Today’s Gospel reading comes from the Sermon on the Mount. These passages typically do not get as much airplay as the beatitudes and other notables from Matthew chapters 5-7, such as forgiveness, the Lord’s prayer, not worrying about tomorrow, and so on. Yet, they are obviously quite significant, since nothing is in Holy Scripture by accident. The reason I believe today’s passages get short shrift is that Jesus talks about the Law and keeping commandments. Sometimes Christians have a difficult time thinking about the commandments of God, because of the New Covenant, the grace given to us in Christ, and especially the writings of St. Paul and disputations between Catholics and Protestants.
Despite some of the complexities in these conversations, it is quite clear that no matter where one reads in the New Testament, we are still commanded by God to do - and not do - certain things. St. Paul is definitely giving us a moral imperative to take care of those who are sick and poor, and that there is right conduct with our bodies. St. James is absolutely telling us to pray for one another and not imbibe favoritism. St. Peter is unequivocal that we must love one another intensely. Jesus commands us to be merciful to our fellow man, to quickly and freely offer forgiveness
Commandments often get cast in a negative light. They seem restrictive. We want “freedom” and we cannot be free if we have all these constraints. Or so the oppositional logic goes. When it comes to the notion of freedom, we must ask “free from what?” Freedom is a relative term, one state juxtaposed against another state. Yet, freedom is often misunderstood to mean “doing whatever I want.” Such a definition, this spontaneity of the will, is nothing more than slavery to the passions and very close to the life of brute animals.

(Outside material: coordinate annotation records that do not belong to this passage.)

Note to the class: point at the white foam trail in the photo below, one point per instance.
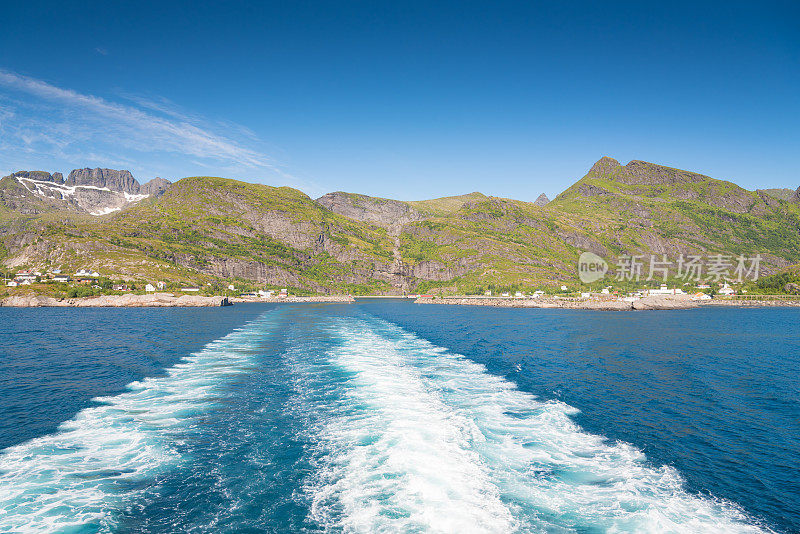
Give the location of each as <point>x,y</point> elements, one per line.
<point>80,475</point>
<point>420,439</point>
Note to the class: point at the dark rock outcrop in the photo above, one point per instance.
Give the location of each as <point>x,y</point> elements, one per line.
<point>373,210</point>
<point>155,187</point>
<point>605,166</point>
<point>643,173</point>
<point>591,190</point>
<point>42,176</point>
<point>114,180</point>
<point>542,200</point>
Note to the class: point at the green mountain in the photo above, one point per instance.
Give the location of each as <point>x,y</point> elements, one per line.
<point>211,230</point>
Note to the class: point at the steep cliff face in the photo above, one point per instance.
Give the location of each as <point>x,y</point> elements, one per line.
<point>94,191</point>
<point>121,181</point>
<point>155,187</point>
<point>380,211</point>
<point>206,228</point>
<point>42,176</point>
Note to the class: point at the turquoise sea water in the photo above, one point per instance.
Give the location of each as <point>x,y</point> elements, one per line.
<point>394,417</point>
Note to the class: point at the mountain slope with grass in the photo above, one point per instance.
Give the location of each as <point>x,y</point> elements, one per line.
<point>205,230</point>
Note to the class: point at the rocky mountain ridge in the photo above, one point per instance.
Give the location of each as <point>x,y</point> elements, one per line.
<point>205,229</point>
<point>95,191</point>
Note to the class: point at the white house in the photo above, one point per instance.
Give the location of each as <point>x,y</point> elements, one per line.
<point>726,290</point>
<point>22,276</point>
<point>664,290</point>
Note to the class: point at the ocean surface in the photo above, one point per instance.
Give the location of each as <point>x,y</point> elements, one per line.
<point>386,416</point>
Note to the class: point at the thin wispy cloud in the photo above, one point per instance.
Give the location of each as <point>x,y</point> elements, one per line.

Being unattached to temporal passions and irrational desires, unfettering the chains that bind us to death and destruction is what it means to be free. When Jesus tells us that His yoke is easy and burden-light, it means the Christian life is not without any action, quite the contrary. It is the yoke of sin that will crush us. The burdens of following our own passions and desires - these are destructive. So, God gives us explicit guardrails for not making a wreck of our lives. He shows us clearly what it means to take upon the light burden. So, the Lord Jesus speaks about the importance of divine commandments. This is now way competes with grace, for God does not compete with Himself. It is the grace of God that provides the imperative and the grace of God that continually calls us to the commandments thereby cutting through the heavy, rusty chains of sin and freeing us for the life we were meant to live.